Photographs of historic hotels that once provided visitors to Peoria with lodging are featured in the 2019 Peoria Historical Calendar. The photographs for this year’s calendar were provided by the Peoria Historical Society, Bradley University Special Collections Center and the Peoria Public Library. The historical content for each page was provided by the Bradley University Special Collections Center and the Peoria Public Library.

Many of the hotels pictured were unique just to Peoria and are no longer standing. However, one hotel was located in the Kickapoo flatiron building, which is on the National Register of Historic Places. The building’s current tenants include Margie’s Cleaners, Thirty-Thirty Coffee Co. and upscale, industrial-styled apartments.

The calendar is available for a suggested donation of $5 at the CityLink Transit Center, 407 SW Adams, and the CityLink Administrative Office, 2105 NE Jefferson. All proceeds will be donated to the Peoria Friendship House of Christian Service.

Notices about new trash days are in the mail

Peoria residents will soon receive a postcard detailing their 2019 trash collection day and recycling schedule. Based on feedback from residents, updates to the city’s trash and recycling programs will go into effect starting Jan, 7. Two-thirds of Peoria residents will have new collection days starting then. Trash collection will continue to be weekly.

New in 2019, residents’ recycling collection day will be the same day as trash collection, but recycling will be collected every other week.  Due to increased frequency of collection, the postcard will list Schedule A or Schedule B. Those on Schedule A can set out their recycling carts on their collection day, the same day as trash pickup, starting the week of Jan. 7. Those on Schedule B can set out their recycling carts on their collection day starting the week of Jan. 14. After that, recycling collection will be every other week.

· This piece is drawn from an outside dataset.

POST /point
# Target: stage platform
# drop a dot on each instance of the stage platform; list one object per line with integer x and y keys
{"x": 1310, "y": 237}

Since the announcement of a new trash and recycling program made in October 2019, almost 3,000 residents have signed up for recycling carts. Cart delivery will begin this week and continue into January.

To sign up for a recycling cart, at no cost, or to learn 2019 weekly collection days and recycling schedule, visit peoriapicksup.com/ or call 309-674-5176, option 1. The Peoria Picks Up website also has information about trash, yard waste and other disposal options.